Thursday, September 16, 2010

CBA Students Learn What It Takes to Be Leaders


A willingness to take risks. A keen understanding of a company’s culture. A true sense of ones’ own strengths and weaknesses.

These, said John P. Lionato (FCRH, ’85), are some of the traits that Fordham College of Business Administration (CBA) students need to learn to be successful in business.

Lionato, Global Leader of Operational Excellence at San Antonio, Texas-based Rackspace Hosting, Inc., spoke to undergraduate students at Fordham’s Rose Hill campus on Wednesday, Sept. 15. His hour-long lecture and Q&A session, “Being A Leader,” was one of six in Access Your Future, a week of programming for CBA students featuring industry leaders talking about life outside of academia.

To give a fuller sense of what it means to be an effective leader, Lionato went back to his own career, citing eight leaders who he’s been fortunate enough to work with. Just as they mentored him, students should seek out mentors too, and when the time comes, they should take others under their wing. One of the lessons he learned was to not fear occasional setbacks.

“More than anything else, it isn’t really whether the situation fails. It’s whether you did the best you could in the situation,” he said. “It doesn’t mean that you work so hard, and it didn’t do any good; it means that you worked smart and good, and made the best decisions you could, but the thing was just against you.”

He also told students to not be afraid to try different jobs if those jobs give them a better understanding of the company as a whole, but not to settle on one that doesn’t speak to their strengths.

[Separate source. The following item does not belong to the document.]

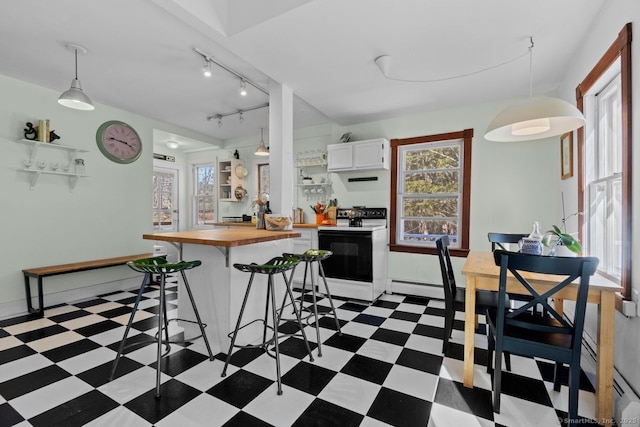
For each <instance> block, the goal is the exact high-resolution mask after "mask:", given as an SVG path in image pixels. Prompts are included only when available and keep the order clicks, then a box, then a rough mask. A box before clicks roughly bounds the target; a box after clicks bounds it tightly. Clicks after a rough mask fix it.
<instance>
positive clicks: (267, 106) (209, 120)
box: [207, 102, 269, 127]
mask: <svg viewBox="0 0 640 427" xmlns="http://www.w3.org/2000/svg"><path fill="white" fill-rule="evenodd" d="M267 107H269V103H268V102H267V103H266V104H262V105H258V106H256V107H251V108H245V109H244V110H238V111H234V112H233V113H226V114H216V115H215V116H209V117H207V120H208V121H210V122H211V121H213V120H217V121H218V126H219V127H222V119H223V118H224V117H229V116H233V115H235V114H238V115H239V118H238V119H239V121H240V123H243V122H244V120H245V118H244V113H246V112H247V111H253V110H259V109H260V108H267Z"/></svg>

When they learn to recognize this in others, they will earn the loyalty of their fellow workers.

“We call people at Rackspace, ‘Rackers.’ They will kill for the company. Time has no meaning,” he said. “Why? It is all wrapped in who you are. We look at people who want to come to work at Rackspace, and the first thing question is, do they fit culturally? We’ll figure out what job they can do next.”